Consider the a system of linear equations in the form $Ax = \lambda x$ or written differently, $(\lambda I - A)x = 0$ where $\lambda$ is a scalar. Such systems arise frequently in linear algebra, and we will derive the definition of an eigenvalue and eigenvector from this.

 Definition: Given the system of linear equations $(\lambda I - A)x = 0$, we call any $\lambda$ that makes the system contain a non-trivial solution an eigenvalue of $A$, and we call the non-trivial solution an eigenvector of $A$. $\lambda$ is an eigenvalue of $A$ if and only if $\mathrm{det}(\lambda I - A) = 0$. We call the equation $p(x) = \mathrm{det}(\lambda I - A ) = 0$ the characteristic polynomial of $A$.

## Example 1

Find the eigenvalues of $A = \begin{bmatrix}1 & 2\\ 3 & 4 \end{bmatrix}$.

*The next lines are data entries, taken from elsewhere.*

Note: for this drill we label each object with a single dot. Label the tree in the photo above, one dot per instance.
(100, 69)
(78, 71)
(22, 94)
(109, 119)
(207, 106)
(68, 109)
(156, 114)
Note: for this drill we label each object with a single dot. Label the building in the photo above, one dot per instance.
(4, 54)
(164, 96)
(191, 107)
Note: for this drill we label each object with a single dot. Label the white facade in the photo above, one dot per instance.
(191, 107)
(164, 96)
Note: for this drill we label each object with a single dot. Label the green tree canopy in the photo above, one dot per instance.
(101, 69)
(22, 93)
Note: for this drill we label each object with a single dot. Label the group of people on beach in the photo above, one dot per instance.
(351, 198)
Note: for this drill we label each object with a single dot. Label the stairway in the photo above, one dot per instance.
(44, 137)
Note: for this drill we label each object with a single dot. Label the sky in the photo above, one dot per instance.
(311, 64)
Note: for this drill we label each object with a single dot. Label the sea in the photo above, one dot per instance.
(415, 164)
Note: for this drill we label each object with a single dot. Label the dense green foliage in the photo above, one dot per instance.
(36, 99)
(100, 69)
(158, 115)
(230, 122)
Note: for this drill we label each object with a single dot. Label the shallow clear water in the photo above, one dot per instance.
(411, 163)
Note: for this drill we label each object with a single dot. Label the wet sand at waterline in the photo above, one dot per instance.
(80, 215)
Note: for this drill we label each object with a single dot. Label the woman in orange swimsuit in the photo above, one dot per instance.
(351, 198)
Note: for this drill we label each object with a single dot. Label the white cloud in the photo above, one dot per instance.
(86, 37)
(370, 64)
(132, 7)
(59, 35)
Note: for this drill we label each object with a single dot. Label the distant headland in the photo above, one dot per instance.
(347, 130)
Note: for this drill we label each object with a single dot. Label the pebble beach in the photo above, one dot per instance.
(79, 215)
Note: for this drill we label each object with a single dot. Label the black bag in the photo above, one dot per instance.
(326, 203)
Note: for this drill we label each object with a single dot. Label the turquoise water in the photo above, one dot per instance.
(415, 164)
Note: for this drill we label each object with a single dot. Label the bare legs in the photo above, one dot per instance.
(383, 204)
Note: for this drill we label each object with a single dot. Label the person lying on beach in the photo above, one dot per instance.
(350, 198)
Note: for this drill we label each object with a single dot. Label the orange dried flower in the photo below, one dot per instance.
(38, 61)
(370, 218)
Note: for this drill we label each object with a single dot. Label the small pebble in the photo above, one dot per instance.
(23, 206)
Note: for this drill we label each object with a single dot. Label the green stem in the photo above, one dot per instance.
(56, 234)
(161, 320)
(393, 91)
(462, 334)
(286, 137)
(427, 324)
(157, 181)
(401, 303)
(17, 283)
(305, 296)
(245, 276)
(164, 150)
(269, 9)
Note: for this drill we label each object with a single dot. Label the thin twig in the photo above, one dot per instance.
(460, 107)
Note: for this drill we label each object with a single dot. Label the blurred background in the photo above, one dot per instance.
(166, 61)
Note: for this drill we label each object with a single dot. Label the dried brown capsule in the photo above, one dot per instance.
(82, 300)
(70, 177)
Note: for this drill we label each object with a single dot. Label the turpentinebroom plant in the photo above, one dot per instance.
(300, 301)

We first note that $\lambda I - A = \begin{bmatrix}\lambda & 0\\ 0 & \lambda\end{bmatrix} -\begin{bmatrix}1 & 2\\ 3 & 4 \end{bmatrix} = \begin{bmatrix} \lambda - 1 & -2\\ -3 & \lambda - 4 \end{bmatrix}$

We will now calculate the determinant of this matrix as

(1)
\begin{align} \begin{vmatrix} \lambda - 1 & -2\\ -3 & \lambda - 4 \end{vmatrix} = (\lambda - 1)(\lambda - 4) - (-2)(-3) \\ \begin{vmatrix} \lambda - 1 & -2\\ -3 & \lambda - 4 \end{vmatrix} = \lambda ^2 - 5\lambda + 4 - 6 = \lambda^2 - 5\lambda -2 = p(x) \end{align}

If we set our characteristic polynomial to zero, we can find values of $\lambda$ that make $p(x) = 0$. Using the quadratic formula, we obtain that $\lambda_1 = \frac{5 + \sqrt{33}}{2}$ and $\lambda_2 = \frac{5 - \sqrt{33}}{2}$.